Но он не позволил мне обмануться. Сказал, что не вернется в Палестину, что теперь его жизнь в Париже, хотя много времени он проводит в Лондоне по своим «торговым делам», а потом добавил, что мое место – здесь. «Тебе было неуютно в Париже, ты чувствовала себя там чужой, – сказал он. – Ты же не переставала твердить мне об этом. И я тебя понимаю, ведь ты – настоящая палестинка. Но, возможно, дети могли бы часть времени проводить с нами. Кате они нисколько не мешают, она их очень любит». Меня так и подмывало съездить ему по физиономии, однако я сдержалась, только спросила: «Катя? Какое дело этой Кате до наших детей?» Самуэль застыл на месте, а потом сказал: «Ну же, Мириам, давай будем честны друг с другом. Ты же знаешь, насколько Катя важна для меня. Мы столько времени уже вместе... Честно говоря... Я давно уже хотел попросить у тебя развода. Я уже немолод и должен обеспечить Кате статус официальной супруги. Она значительно моложе меня, вы с ней примерно одного возраста, я и хочу, чтобы в день моей смерти она имела право плакать над моей могилой, как моя вдова».

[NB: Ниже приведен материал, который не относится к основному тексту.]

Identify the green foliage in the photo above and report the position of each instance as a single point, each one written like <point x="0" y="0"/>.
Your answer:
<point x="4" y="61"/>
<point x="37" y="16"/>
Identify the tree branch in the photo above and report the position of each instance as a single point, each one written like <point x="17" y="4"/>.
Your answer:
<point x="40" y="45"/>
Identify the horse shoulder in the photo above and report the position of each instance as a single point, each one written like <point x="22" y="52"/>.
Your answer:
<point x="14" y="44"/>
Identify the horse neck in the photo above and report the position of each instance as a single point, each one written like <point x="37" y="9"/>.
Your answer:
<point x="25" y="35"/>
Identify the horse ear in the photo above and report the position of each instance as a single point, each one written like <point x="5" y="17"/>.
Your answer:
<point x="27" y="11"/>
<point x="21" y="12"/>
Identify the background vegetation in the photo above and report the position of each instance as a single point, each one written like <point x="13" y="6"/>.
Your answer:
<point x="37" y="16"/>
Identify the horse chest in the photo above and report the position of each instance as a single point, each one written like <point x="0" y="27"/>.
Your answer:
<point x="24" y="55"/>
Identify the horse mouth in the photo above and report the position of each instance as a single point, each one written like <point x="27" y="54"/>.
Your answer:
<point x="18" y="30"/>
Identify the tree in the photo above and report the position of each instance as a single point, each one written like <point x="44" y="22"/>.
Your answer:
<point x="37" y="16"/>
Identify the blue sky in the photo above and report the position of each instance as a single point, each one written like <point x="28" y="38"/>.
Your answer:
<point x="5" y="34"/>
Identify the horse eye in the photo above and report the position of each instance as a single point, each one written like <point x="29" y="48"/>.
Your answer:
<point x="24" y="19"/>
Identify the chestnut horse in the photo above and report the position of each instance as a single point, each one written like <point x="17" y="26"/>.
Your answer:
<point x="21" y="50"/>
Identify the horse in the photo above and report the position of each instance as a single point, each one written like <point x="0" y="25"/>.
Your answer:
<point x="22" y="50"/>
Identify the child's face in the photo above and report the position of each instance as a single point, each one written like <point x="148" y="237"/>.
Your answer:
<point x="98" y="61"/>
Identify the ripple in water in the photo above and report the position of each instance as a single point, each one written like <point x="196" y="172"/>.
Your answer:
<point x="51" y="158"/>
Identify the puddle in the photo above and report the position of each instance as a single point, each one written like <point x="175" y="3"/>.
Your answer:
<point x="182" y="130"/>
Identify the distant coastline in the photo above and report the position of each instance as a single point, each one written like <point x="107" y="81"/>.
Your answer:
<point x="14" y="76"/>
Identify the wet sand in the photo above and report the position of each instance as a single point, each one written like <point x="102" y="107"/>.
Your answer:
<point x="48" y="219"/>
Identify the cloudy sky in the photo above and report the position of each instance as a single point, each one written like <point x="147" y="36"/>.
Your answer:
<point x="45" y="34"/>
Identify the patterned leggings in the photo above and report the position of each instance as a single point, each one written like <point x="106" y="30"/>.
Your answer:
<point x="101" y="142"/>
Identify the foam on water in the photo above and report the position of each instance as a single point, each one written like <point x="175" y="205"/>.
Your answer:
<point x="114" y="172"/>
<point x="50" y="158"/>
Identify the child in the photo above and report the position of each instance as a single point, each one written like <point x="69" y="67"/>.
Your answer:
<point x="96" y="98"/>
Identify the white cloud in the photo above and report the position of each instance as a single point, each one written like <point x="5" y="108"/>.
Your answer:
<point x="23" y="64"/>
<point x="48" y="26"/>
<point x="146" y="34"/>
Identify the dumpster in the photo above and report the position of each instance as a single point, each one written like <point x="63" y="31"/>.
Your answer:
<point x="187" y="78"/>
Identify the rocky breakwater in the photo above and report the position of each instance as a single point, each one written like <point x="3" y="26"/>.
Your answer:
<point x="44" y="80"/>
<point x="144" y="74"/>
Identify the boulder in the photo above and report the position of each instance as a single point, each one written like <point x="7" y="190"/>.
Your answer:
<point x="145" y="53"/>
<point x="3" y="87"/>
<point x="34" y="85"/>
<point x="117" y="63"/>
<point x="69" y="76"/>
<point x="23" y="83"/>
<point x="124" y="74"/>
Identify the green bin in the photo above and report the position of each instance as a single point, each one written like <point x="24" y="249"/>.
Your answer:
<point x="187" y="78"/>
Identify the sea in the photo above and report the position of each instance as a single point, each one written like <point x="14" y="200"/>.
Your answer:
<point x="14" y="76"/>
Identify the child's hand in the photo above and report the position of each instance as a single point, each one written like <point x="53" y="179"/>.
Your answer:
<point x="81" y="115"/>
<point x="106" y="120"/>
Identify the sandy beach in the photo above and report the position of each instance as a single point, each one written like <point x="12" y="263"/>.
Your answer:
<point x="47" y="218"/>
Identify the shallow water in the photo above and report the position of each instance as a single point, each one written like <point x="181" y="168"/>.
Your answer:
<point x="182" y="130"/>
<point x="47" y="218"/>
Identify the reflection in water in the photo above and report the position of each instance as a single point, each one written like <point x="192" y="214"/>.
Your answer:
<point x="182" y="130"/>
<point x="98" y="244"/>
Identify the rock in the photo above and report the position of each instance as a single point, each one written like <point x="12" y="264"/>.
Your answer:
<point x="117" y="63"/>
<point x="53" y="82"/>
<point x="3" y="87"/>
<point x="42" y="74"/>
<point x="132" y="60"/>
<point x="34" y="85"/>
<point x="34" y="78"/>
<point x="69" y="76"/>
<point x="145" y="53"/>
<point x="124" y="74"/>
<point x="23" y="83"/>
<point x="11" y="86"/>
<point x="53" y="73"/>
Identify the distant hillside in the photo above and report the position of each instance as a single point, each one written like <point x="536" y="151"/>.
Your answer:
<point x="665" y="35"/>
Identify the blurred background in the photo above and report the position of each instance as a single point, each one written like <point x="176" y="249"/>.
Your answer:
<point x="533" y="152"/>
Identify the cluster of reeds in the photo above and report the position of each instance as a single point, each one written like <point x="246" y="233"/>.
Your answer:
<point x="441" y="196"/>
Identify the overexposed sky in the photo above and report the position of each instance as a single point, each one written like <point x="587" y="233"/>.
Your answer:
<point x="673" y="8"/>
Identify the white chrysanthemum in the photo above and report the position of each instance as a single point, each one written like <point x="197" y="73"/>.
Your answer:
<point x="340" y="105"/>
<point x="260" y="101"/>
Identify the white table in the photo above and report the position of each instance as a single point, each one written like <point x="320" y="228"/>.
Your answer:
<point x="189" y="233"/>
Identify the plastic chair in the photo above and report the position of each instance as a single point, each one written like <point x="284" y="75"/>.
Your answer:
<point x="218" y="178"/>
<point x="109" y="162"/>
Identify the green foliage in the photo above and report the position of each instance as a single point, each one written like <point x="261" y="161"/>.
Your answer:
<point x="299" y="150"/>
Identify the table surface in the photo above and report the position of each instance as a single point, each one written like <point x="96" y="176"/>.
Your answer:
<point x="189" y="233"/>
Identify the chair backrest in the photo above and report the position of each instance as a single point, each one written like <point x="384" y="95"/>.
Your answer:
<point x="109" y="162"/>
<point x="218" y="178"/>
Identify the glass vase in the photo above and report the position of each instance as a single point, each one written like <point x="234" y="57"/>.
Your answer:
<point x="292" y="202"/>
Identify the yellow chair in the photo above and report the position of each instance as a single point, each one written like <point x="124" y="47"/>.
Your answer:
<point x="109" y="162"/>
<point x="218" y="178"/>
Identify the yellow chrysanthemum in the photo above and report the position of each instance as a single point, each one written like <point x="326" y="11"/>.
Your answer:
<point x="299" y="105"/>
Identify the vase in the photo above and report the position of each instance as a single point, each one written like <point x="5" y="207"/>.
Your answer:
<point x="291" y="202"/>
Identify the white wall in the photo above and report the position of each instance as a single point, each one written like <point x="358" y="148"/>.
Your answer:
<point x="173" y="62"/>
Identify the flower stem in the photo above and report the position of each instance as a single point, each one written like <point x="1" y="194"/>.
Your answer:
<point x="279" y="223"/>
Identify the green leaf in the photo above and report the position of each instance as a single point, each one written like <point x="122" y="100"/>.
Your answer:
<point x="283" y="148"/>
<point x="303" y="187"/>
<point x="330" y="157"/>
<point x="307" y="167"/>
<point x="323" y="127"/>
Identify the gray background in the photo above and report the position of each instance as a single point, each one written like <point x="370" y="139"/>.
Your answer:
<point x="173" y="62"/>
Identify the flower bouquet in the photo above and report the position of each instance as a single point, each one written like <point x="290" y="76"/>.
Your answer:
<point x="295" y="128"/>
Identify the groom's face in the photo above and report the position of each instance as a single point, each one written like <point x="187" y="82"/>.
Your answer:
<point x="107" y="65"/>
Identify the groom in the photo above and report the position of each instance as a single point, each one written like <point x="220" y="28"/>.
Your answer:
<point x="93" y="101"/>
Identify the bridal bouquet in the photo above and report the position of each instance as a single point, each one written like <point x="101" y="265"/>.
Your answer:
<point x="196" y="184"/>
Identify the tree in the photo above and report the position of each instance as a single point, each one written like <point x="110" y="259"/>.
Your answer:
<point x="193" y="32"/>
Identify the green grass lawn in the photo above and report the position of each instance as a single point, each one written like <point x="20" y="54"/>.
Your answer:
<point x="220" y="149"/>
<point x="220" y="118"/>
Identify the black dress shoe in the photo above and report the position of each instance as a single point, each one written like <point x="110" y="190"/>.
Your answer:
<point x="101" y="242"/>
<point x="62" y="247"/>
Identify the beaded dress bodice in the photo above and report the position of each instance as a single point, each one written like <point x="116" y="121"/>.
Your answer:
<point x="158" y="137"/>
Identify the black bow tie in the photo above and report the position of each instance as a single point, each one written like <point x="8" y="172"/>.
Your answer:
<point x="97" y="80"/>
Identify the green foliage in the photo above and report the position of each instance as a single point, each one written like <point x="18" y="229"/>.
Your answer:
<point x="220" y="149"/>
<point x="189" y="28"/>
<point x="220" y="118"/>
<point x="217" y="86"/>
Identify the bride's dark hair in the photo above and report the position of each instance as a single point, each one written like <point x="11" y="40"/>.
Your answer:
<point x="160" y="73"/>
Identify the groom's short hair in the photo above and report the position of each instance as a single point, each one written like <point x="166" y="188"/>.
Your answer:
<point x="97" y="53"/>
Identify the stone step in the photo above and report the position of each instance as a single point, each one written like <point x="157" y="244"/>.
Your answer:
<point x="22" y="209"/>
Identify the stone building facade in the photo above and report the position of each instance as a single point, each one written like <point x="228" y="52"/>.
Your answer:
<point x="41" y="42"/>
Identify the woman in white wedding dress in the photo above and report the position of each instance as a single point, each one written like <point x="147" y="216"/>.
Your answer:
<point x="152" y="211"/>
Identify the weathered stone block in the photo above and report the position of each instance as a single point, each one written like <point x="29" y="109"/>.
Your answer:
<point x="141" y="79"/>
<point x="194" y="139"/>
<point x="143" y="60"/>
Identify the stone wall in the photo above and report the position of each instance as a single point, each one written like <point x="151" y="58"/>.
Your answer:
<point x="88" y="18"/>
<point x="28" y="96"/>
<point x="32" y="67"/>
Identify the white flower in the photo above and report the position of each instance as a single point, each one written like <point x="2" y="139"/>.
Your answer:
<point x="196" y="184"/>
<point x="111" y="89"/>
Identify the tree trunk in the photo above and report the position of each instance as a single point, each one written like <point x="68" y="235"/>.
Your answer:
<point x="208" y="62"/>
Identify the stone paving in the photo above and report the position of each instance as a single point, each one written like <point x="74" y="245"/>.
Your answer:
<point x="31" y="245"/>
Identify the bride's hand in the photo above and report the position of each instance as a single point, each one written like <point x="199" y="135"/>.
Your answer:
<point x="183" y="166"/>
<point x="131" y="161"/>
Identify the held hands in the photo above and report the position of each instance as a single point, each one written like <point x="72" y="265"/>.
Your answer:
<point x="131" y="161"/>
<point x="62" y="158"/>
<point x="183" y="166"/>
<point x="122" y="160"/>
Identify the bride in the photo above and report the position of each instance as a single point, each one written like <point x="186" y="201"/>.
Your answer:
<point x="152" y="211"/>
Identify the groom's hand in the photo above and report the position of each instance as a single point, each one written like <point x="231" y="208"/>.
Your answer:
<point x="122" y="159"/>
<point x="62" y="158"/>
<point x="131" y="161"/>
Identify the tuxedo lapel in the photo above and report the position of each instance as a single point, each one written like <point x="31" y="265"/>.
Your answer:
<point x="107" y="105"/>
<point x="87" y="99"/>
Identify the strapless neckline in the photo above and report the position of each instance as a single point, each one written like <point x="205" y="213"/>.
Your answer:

– Как он вообще смеет так говорить? – Дина прямо-таки кипела от возмущения. – Эта женщина околдовала его , он никогда таким не был...

– Я чувствовала себя такой униженной... – всхлипнула Мириам. – Ответила, что и сама давно хотела с ним развестись, что не могу понять, как умудрилась его полюбить и жалею о том, что родила от него детей... Не помню, чего еще я ему наговорила, я была совершенно не в себе. А Самуэль слушал с этаким спокойным безразличием, а потом сказал, что ему понятна моя злость, нам уже давно следовало решить этот вопрос, вот только расстояние помешало. Еще он признался, что прошлой зимой подхватил пневмонию и всерьез опасался за свою жизнь. Катя ухаживала за ним, не оставляя ни на минуту, он был чрезвычайно тронут ее заботой. Так или иначе, но мы собираемся разводиться. А еще он спросил, можно ли ему привести Константина и Катю в Сад Надежды, он давно хочет познакомить нас со своими друзьями.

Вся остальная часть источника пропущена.